25 January 2016

Welfare Drug Tests: A Tale of Whose Ox is Gored

There is bipartison support in the West Virginia Legislature for a proposal that welfare recipients be drug tested upon a “reasonable suspicion.”

This is NOT because these people are poor and have zero support in the Legislature.  One legislator has called it “a compassionate approach.”  Let’s start by acknowledging that State money should not be spent on illegal drugs.  It’s offends the people of West Virginia.

But in fact, this proposal is FAR to timid.   The proposal doesn’t really touch the drug trade.  It’s highly moral, but ineffective as written.  We can do better.

About 2,000 welfare (TANF) recipients will be affected. Let’s take a scientific wild guess that this group spends 10% on illegal drugs.  That’s the equivalent of 200 welfare checks going to criminals.  It is right that we intercept that money.

But the state has 65,000 employees.  If they are much more law abiding than TANF recipients, we can take another scientific wild guess that only 1% of their state money goes to criminals.  But if that’s so, that’s the equivalent of 650 much larger paychecks going to drug dealers.  If we are going to honestly attack the drug trade, let’s really attack it.  The State is the biggest employer in West Virginia.  The U.S. Government is number two.  And U.S. employees make 75% more than people in private industry doing similar jobs. Might we not find that this largely law abiding group is responsible for far more drug profits than welfare people?  Surely, we can find reasonable suspicion on some government employees. 

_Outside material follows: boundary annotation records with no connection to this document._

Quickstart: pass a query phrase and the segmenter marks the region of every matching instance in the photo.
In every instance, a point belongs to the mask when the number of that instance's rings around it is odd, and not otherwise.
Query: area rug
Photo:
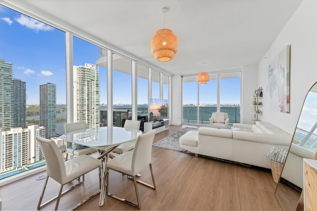
[[[183,153],[193,154],[194,153],[191,152],[189,152],[179,146],[179,138],[190,130],[197,131],[198,130],[198,128],[195,128],[193,127],[184,127],[174,133],[173,133],[169,136],[167,136],[164,139],[153,144],[153,146],[155,147],[160,147],[161,148],[167,149],[168,150],[175,150],[175,151],[179,151]]]

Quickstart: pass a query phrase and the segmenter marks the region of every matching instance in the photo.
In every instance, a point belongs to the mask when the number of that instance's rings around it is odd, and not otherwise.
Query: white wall
[[[170,124],[179,125],[182,124],[182,77],[175,75],[172,77],[172,118]]]
[[[264,89],[263,120],[293,134],[302,106],[317,81],[317,0],[304,0],[259,64],[258,85]],[[266,104],[267,68],[291,45],[290,113],[269,110]]]

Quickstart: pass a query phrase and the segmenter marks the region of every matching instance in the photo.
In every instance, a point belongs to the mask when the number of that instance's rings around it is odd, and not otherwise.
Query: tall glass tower
[[[99,127],[99,71],[96,65],[74,66],[74,120]]]
[[[26,88],[25,82],[12,79],[13,86],[13,127],[26,128]]]
[[[56,85],[40,85],[40,126],[46,128],[45,138],[56,136]]]
[[[13,126],[12,64],[0,58],[0,129],[10,130]]]

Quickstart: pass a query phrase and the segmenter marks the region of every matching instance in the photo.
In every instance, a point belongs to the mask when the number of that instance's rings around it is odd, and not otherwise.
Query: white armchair
[[[228,128],[229,116],[227,113],[214,112],[209,119],[210,126],[216,128]]]

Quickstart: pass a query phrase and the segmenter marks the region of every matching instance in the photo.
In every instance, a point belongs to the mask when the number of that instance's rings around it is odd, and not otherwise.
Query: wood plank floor
[[[168,130],[156,135],[156,142],[185,127],[171,125]],[[281,211],[274,192],[276,184],[271,173],[257,168],[231,164],[204,157],[153,147],[152,166],[156,190],[139,185],[142,210],[249,210]],[[140,179],[151,183],[149,168]],[[133,182],[126,176],[110,171],[109,192],[136,202]],[[39,173],[0,187],[2,210],[36,210],[45,174]],[[98,170],[85,176],[83,185],[62,196],[58,210],[69,210],[99,188]],[[58,193],[58,184],[49,180],[43,202]],[[104,206],[98,206],[99,195],[78,210],[137,210],[106,197]],[[41,210],[53,210],[55,201]]]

And that includes the Legislature.

This is a moral issue.  West Virginians don’t want people passing laws who are whacked out on drugs.  In 1974, during a legislative session, I was in the bar of the Daniel Boone Hotel.  There was a quorum of the West Virginia Senate there, most of whom were intoxicated.  In 2015, what is their drug of choice?  We have only to test to find out.  They have nothing to fear.

Only a druggie has anything to fear from a drug test.  One would think that people would be happy to be tested and to take a firm stand against drugs.  All that is required of any citizen is that he or she follow the law.

So how about it?

Or is the truth that we really ARE picking on poor people -- just because we can?